One big change between the AR4 and the AR5 will be the switch from “Special Report On Emissions Scenarios” (SRES) to “Representative Concentration Pathways” (RCPs) as tools for projecting future climates and economies. Both are extremely involved models that build in greenhouse gas emissions, climate changes, population changes, technological development, land use, and a host of other factors. But the RCPs are more advanced, and more importantly they also model what would happen if governments got proactive about cutting carbon emissions through policy changes.

The graph below shows the concentration of carbon in the atmosphere in parts per million (ppm) under four different RCP scenarios. The RCP2.6 (the green line) features the most aggressive reduction in carbon emissions by the global community, which stabilizes the carbon concentration around 450 ppm and then slowly brings it down. The RCP8.5 (the blue line) shows us blasting nearly all the way to 1,000 ppm by 2100, which is what we’re likely to do if we continue business as usual.


CREDIT: The representative concentration pathways – van Vuuren 2011

Now look at this graph. That’s the wealth the planet will produce as modeled under the four RCPs.


CREDIT: The representative concentration pathways – van Vuuren 2011

It’s important to note that the RCPs are drawn from separate models, which means the baseline assumptions they started with for GDP growth aren’t directly comparable. Essentially, the starting line for the global economy before carbon reductions are factored in is different under each model. That means the differences in the above GDP paths could be the result of reduced greenhouse gas emissions, or they could be due to other socio-economic differences between the RCPs’ design. But they at least suggest that a future of extremely aggressive carbon-cutting can be compatible with a future of strong global economic growth.
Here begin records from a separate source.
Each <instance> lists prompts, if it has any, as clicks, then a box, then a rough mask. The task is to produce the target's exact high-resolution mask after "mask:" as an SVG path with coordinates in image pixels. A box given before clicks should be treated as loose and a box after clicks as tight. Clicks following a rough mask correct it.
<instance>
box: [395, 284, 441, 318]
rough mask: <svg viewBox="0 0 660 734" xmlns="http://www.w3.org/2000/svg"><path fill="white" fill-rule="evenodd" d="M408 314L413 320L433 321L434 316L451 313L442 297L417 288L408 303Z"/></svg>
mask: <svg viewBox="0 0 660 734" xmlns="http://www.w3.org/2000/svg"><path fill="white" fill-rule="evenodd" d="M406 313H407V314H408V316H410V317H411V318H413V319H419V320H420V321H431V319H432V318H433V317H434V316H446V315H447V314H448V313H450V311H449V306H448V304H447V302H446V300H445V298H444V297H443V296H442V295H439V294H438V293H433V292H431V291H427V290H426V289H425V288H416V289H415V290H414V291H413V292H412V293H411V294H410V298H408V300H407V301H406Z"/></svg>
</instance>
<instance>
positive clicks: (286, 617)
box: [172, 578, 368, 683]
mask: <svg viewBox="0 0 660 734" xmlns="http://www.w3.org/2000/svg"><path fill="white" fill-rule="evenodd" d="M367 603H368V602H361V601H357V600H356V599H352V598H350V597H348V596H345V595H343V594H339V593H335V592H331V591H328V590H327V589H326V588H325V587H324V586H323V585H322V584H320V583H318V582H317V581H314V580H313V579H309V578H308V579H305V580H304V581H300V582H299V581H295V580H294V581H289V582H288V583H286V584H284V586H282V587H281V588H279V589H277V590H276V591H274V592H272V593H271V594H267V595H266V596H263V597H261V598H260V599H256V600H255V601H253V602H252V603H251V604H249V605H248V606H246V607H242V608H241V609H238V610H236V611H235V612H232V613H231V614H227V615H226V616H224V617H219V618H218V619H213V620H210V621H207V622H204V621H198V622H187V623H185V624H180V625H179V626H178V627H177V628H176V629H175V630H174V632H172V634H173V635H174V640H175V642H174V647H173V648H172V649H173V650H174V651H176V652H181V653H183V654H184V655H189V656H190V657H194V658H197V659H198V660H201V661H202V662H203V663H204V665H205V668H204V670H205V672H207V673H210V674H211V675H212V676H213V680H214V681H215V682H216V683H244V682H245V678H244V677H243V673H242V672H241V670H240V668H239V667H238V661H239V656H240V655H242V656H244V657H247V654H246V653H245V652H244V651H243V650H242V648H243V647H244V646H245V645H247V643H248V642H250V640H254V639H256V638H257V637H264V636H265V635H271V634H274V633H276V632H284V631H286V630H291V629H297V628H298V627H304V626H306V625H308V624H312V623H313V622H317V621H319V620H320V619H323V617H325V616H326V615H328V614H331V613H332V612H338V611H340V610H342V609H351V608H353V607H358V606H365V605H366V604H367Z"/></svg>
There’s a reason for this. Climate change means more droughts and altered rain patterns, leading to greater food insecurity. It means constricted freshwater supplies and heat waves, putting more strain on the infrastructure of cities and communities. It means less water to help run power stations and manufacturing processes, and altered river flows that can render shipping lanes useless. It means stronger storms and extreme weather that cause more damage, and it even means new and larger climate areas diseases can travel in.
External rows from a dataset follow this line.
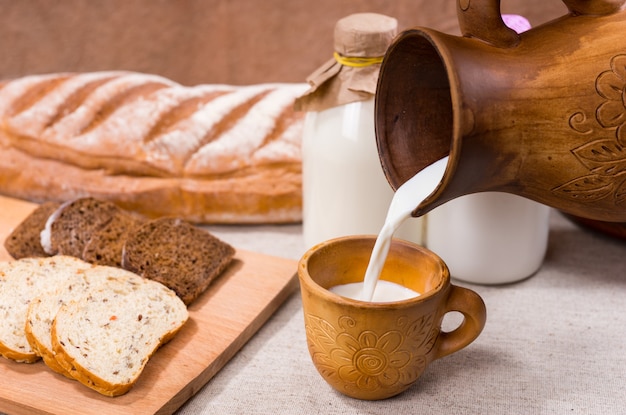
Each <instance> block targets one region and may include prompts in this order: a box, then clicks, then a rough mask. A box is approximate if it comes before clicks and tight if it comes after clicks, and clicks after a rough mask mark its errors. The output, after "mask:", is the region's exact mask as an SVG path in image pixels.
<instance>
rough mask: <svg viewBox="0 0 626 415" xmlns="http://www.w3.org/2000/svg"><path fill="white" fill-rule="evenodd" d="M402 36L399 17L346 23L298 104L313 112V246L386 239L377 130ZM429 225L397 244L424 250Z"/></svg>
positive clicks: (302, 179) (413, 230) (308, 174)
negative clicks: (415, 247) (383, 100)
mask: <svg viewBox="0 0 626 415" xmlns="http://www.w3.org/2000/svg"><path fill="white" fill-rule="evenodd" d="M396 33H397V21H396V19H394V18H391V17H388V16H384V15H380V14H375V13H358V14H353V15H350V16H347V17H345V18H343V19H340V20H339V21H338V22H337V24H336V26H335V32H334V48H335V53H334V57H333V59H331V60H330V61H328V62H327V63H326V64H324V65H323V66H322V67H320V68H319V69H318V70H316V71H315V72H314V73H313V74H312V75H310V76H309V78H308V79H307V81H308V82H309V84H310V85H311V88H310V90H309V91H307V93H305V94H304V95H303V96H302V97H300V98H298V99H297V100H296V109H298V110H303V111H307V114H306V118H305V124H304V132H303V137H302V191H303V196H302V197H303V234H304V242H305V244H306V246H307V247H310V246H313V245H315V244H317V243H319V242H323V241H325V240H328V239H332V238H335V237H338V236H345V235H360V234H378V232H379V231H380V230H381V228H382V226H383V224H384V222H385V216H386V214H387V209H388V208H389V204H390V202H391V199H392V197H393V190H392V188H391V186H390V185H389V183H388V182H387V179H386V178H385V175H384V173H383V170H382V166H381V163H380V159H379V156H378V149H377V146H376V136H375V131H374V94H375V92H376V83H377V79H378V72H379V70H380V62H381V61H382V57H383V55H384V54H385V51H386V49H387V47H388V46H389V44H390V43H391V40H392V39H393V37H394V36H395V35H396ZM421 234H422V220H421V219H418V218H412V219H411V220H409V221H407V222H406V223H405V224H404V225H403V227H402V228H401V229H400V230H399V231H398V232H397V233H396V237H399V238H403V239H408V240H412V241H414V242H418V243H421V242H422V240H421Z"/></svg>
Add it all up, and it means a lot of possible damage to the economy. The RCP2.6 is the course of action most likely to keep us under two degrees Celsius of warming — the threshold above which climate change becomes really dangerous according to most scientists. But the RCP8.5 is the scenario most likely to get us near five degrees Celsius of warming, an outcome summed up by David Roberts of Grist as “hell on earth.”

Worse, the IPCC reports are consensus documents between many players. That leads them to be conservative in their climate projections, with a tendency to lowball their estimates of the worst case scenarios. So the consequences for the climate — and thus for the economy — could in fact be much worse than the RCP8.5 modeling accounts for.

HT: Skeptical Science


The original version of this piece argued that the GDP paths for the different RCPs demonstrated that cutting carbon emissions would lead to stronger economic growth. That’s incorrect, for the reasons outlined above, and the post has been updated accordingly. We regret the error.